– Да, я-то в самом деле поеду. По правде сказать, дорогой мой Чарльз, – тут мистер Лорри понизил голос и мельком взглянул на сидящего вдали главу фирмы, – вы себе представить не можете, как трудно становится справляться с нашими делами и в какой опасности находятся теперь все наши счетные книги и бумаги там, в Париже. Богу единому известно, в какое неприятное положение могут быть поставлены многие лица, если бы наши документы там вздумали схватить и уничтожить. А ведь это очень возможное дело, и кто поручится, что сегодня Париж не сожгут дотла, а завтра в нем не будет поголовной резни? Межцу тем, если как можно скорее туда пробраться, выбрать наиболее важные бумаги, тщательно их зарыть или иначе как-нибудь припрятать, было бы всего умнее сделать это теперь же; а кто в состоянии все это исполнить как следует, коли не я? Кроме меня, некому, и Тельсон знает это и сам говорил, и неужели из-за того, что у меня ноги стали плохи и суставы не гнутся, я не потружусь для Тельсона, тогда как вот уже шестьдесят лет, как я ем его хлеб? Да, я еще на что-нибудь гожусь, сэр; я совсем молокосос по сравнению с полудюжиной старых хрычей, которые все еще здесь кропают!
– Я всегда восхищался вашей юношеской бодростью, вашим предприимчивым духом, мистер Лорри!
– Ну-ну, это вздор, сэр!.. И вот что еще, милый мой Чарльз, – продолжал мистер Лорри, опять мельком взглянув на главу фирмы. – Вы должны помнить, что в настоящее время добыть что-либо из Парижа почти невозможное дело. Не далее как сегодня некоторые бумаги и драгоценные предметы (говорю вам это по секрету; по-настоящему таких вещей даже и вам не следовало бы говорить) доставлены нам такими странными лицами, что страннее этого трудно себе что-нибудь представить… А проходя через границу, каждый из них при этом рисковал головой, и жизнь его, можно сказать, висела на волоске. В другое время наши посылки приходили так же легко и правильно, как в деловой Англии, а нынче совершенно другое дело: на границе всё задерживают…
– И вы в самом деле уезжаете сегодня вечером?
– В самом деле, сегодня же еду. Дело так поставлено, что не терпит отлагательства.
– И никого не берете с собой?
– Предлагали мне много всякого народу, но для меня никто из них не годится. Я намерен взять с собой Джерри. Он столько лет служил мне телохранителем по воскресным вечерам, что я к нему привык. Он не имеет подозрительного вида; всякому будет ясно, что это не что иное, как английский бульдог, который ровно ничего не замышляет, а только тукнет по голове каждого, кто вздумает тронуть его хозяина.

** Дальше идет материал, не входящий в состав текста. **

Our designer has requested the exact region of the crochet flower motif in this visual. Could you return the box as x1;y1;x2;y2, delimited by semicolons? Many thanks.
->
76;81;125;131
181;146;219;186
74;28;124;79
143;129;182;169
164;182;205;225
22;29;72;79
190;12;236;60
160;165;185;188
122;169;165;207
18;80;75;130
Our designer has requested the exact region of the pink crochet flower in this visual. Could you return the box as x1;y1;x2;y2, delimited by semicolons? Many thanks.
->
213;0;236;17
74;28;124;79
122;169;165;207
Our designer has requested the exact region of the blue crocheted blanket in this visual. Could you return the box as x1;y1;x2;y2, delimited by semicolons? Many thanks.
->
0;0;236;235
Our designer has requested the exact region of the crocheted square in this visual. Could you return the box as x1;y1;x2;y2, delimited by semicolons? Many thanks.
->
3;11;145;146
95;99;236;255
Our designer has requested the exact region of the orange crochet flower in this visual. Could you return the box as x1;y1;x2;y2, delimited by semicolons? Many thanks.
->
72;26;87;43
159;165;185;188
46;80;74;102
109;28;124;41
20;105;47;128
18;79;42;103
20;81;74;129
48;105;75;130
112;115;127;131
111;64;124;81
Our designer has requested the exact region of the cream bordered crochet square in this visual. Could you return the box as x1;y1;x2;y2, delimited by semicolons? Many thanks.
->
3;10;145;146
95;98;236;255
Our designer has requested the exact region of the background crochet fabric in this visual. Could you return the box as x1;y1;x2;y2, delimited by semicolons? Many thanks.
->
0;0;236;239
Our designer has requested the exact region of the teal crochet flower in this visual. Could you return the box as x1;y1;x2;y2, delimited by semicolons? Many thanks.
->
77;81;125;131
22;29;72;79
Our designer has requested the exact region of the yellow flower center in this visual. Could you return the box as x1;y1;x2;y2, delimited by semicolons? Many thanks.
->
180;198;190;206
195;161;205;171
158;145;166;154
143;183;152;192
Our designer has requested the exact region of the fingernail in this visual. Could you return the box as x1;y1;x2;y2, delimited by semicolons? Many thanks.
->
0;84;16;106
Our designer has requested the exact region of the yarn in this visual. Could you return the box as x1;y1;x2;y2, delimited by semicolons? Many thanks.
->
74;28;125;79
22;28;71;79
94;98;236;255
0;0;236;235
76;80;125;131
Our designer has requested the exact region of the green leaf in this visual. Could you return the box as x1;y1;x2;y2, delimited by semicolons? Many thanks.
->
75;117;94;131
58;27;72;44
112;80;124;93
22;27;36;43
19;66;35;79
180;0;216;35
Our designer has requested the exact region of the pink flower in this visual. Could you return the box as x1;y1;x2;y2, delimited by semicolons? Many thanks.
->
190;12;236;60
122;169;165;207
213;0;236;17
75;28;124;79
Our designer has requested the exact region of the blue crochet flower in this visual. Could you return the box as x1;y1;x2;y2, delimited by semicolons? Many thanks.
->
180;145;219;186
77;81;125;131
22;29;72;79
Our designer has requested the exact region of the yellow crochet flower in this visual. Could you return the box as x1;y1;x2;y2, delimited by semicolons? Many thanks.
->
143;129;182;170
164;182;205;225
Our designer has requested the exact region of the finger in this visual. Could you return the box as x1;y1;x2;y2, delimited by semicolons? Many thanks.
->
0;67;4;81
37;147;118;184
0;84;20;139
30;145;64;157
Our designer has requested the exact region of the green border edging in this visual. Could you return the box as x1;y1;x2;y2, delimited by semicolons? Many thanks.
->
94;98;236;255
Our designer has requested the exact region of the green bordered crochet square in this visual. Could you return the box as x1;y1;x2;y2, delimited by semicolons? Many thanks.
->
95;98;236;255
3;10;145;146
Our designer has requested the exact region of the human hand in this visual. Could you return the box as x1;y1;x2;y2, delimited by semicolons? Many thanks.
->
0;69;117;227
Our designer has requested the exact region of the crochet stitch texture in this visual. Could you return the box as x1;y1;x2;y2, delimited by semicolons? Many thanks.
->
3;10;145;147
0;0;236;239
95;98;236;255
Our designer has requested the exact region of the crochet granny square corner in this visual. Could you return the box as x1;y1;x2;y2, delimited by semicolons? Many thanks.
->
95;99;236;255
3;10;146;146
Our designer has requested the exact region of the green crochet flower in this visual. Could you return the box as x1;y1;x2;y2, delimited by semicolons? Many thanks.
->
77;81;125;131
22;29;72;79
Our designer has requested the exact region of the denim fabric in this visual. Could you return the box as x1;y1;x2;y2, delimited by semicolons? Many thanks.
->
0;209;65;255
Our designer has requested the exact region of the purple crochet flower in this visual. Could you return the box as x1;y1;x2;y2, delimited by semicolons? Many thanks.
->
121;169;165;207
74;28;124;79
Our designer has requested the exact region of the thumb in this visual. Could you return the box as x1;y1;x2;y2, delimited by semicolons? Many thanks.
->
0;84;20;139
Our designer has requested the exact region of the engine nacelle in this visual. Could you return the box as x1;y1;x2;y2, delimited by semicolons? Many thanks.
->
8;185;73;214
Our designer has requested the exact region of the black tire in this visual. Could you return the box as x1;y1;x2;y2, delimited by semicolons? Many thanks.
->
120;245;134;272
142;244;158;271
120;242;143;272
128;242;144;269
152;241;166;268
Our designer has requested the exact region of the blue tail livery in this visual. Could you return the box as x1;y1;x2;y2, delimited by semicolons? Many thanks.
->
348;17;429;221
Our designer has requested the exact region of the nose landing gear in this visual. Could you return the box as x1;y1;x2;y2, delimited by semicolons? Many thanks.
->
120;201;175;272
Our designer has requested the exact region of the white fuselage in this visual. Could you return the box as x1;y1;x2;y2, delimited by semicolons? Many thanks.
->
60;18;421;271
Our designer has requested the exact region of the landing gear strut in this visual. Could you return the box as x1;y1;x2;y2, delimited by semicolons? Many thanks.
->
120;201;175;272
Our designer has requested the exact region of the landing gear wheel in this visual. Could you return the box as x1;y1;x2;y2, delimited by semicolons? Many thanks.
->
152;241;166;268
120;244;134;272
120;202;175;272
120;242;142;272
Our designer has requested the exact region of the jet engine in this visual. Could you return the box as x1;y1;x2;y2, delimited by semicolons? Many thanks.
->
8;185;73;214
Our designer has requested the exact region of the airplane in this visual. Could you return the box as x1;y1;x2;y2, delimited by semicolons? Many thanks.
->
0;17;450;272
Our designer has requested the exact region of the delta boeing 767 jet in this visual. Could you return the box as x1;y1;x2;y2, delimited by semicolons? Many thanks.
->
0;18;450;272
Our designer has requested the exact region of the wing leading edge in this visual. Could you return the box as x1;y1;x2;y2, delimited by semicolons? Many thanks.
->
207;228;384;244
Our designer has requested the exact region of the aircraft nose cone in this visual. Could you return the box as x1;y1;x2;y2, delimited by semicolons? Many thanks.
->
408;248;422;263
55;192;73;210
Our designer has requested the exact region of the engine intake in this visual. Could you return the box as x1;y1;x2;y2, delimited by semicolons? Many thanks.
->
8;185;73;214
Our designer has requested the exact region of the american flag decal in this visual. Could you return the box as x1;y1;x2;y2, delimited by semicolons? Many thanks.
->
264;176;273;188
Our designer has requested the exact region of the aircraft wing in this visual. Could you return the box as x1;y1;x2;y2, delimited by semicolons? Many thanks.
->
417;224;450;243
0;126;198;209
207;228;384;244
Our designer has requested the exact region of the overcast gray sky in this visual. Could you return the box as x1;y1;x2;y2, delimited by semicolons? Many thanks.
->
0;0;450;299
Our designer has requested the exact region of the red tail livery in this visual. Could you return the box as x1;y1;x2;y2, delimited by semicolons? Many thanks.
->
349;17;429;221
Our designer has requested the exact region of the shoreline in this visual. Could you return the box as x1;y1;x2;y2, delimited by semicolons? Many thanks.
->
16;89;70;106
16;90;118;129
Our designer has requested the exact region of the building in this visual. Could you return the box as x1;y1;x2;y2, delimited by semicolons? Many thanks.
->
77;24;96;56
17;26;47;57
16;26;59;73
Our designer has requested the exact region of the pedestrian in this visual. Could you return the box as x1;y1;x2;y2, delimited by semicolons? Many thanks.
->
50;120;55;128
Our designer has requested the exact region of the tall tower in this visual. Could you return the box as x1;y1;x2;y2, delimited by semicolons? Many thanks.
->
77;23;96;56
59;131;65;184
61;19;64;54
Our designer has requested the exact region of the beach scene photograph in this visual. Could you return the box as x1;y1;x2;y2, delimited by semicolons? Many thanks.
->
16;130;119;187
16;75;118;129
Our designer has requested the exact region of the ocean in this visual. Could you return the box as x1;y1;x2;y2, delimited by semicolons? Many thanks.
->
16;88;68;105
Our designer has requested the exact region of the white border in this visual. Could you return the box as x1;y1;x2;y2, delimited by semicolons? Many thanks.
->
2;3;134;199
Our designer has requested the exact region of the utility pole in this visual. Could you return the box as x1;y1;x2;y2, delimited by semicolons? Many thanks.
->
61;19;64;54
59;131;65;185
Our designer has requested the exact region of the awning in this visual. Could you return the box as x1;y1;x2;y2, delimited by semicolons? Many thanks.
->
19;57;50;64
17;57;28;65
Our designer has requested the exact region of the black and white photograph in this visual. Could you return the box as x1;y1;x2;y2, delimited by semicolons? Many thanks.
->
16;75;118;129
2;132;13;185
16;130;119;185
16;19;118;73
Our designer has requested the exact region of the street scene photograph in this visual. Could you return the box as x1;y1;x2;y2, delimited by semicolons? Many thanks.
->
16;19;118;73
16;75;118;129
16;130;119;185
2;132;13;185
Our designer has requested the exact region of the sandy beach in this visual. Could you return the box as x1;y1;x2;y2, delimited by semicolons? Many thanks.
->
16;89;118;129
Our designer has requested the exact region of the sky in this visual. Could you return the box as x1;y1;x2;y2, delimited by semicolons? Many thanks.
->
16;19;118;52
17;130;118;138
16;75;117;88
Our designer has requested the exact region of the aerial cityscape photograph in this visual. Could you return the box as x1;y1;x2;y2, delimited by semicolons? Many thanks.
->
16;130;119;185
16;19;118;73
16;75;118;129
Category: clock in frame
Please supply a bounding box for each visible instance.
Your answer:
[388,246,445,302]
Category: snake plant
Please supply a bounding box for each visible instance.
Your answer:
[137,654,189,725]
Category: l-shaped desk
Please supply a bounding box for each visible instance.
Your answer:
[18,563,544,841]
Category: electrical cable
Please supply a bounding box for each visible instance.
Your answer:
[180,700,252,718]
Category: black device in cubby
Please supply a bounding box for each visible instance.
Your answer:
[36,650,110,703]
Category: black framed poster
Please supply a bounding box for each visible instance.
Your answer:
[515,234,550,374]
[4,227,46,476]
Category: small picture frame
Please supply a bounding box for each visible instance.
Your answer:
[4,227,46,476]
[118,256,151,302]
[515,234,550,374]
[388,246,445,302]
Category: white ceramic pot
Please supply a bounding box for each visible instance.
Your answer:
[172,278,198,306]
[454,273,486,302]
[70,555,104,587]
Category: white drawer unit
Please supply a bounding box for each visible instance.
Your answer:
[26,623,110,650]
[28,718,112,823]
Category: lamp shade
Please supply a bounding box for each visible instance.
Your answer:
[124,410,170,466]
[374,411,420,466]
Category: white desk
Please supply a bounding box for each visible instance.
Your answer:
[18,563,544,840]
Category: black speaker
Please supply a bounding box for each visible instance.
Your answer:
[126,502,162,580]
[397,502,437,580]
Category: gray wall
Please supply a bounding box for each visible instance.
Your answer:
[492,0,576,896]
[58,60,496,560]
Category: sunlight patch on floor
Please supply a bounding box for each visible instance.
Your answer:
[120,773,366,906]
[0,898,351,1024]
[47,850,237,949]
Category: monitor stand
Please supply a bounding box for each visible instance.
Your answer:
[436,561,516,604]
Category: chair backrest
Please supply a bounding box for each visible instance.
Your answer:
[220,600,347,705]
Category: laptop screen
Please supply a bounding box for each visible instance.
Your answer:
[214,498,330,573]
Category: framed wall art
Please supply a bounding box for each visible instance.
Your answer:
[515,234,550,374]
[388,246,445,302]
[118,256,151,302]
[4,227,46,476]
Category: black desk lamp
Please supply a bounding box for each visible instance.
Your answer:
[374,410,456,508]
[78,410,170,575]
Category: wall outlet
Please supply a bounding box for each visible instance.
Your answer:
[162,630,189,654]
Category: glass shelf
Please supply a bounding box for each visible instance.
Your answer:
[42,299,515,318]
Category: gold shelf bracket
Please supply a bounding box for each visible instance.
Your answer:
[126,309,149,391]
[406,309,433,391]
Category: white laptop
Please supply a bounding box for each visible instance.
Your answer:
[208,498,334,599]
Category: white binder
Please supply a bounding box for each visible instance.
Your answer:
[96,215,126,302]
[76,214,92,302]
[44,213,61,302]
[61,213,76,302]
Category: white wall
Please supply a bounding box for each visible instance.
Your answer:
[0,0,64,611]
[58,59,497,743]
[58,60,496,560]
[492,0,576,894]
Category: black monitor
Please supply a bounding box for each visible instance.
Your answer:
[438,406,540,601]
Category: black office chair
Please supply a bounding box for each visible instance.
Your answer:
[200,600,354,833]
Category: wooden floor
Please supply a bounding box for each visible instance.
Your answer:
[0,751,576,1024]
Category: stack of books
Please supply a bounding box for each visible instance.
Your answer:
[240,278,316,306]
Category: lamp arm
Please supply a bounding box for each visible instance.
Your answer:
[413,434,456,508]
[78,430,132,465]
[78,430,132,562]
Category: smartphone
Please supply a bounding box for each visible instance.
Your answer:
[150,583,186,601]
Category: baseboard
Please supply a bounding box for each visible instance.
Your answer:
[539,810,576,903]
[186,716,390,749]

– Опять-таки скажу, что от всей души восхищаюсь вашей храбростью и юношеским пылом.
– А я опять скажу, что это вздор. Вот когда я выполню эту маленькую миссию, может быть, я и соглашусь на предложение Тельсона удалиться от дел и пожить в свое удовольствие. Тогда будет время состариться по-настоящему.
Этот разговор происходил у старой конторки мистера Лорри, а за два или за три шага от нее стояла целая вереница именитых французских дворян, которые хвастались тем, что в самом скором времени отомстят этой подлой черни за ее бесчинства. В те времена почти все эти важные господа, бежавшие за границу, говорили то же самое, а природные британцы, со свойственной им прямолинейностью, смотрели на эту страшную революцию как на единственное в мире явление, когда люди пожинают то, чего никогда не сеяли; как будто издавна все это не готовилось самым очевидным образом, как будто все, чем возможно было вызвать такие явления, не было сделано; недаром же более дальновидные мыслители, наблюдавшие судьбы миллионов этого несчастного французского народа, видевшие полное извращение и истощение богатств этой страны, гибель того, от чего зависело ее процветание, давно предвидели то, что неминуемо должно было случиться, и за много лет перед тем предсказывали, чем это кончится. Досадно было слушать пустую болтовню этих господ, строивших притом самые нелепые планы для восстановления такого порядка вещей, который не только отжил свой век, но опротивел и Богу, и людям; в особенности трудно было переносить такое пустословие человеку здравомыслящему и понимавшему сущность дела. И вот почему Чарльз Дарней, у которого голова начинала кружиться и в ушах шумело от такого непрерывного и вздорного говора, пришел в нервное состояние и ощущал какую-то смутную тревогу и возбуждение.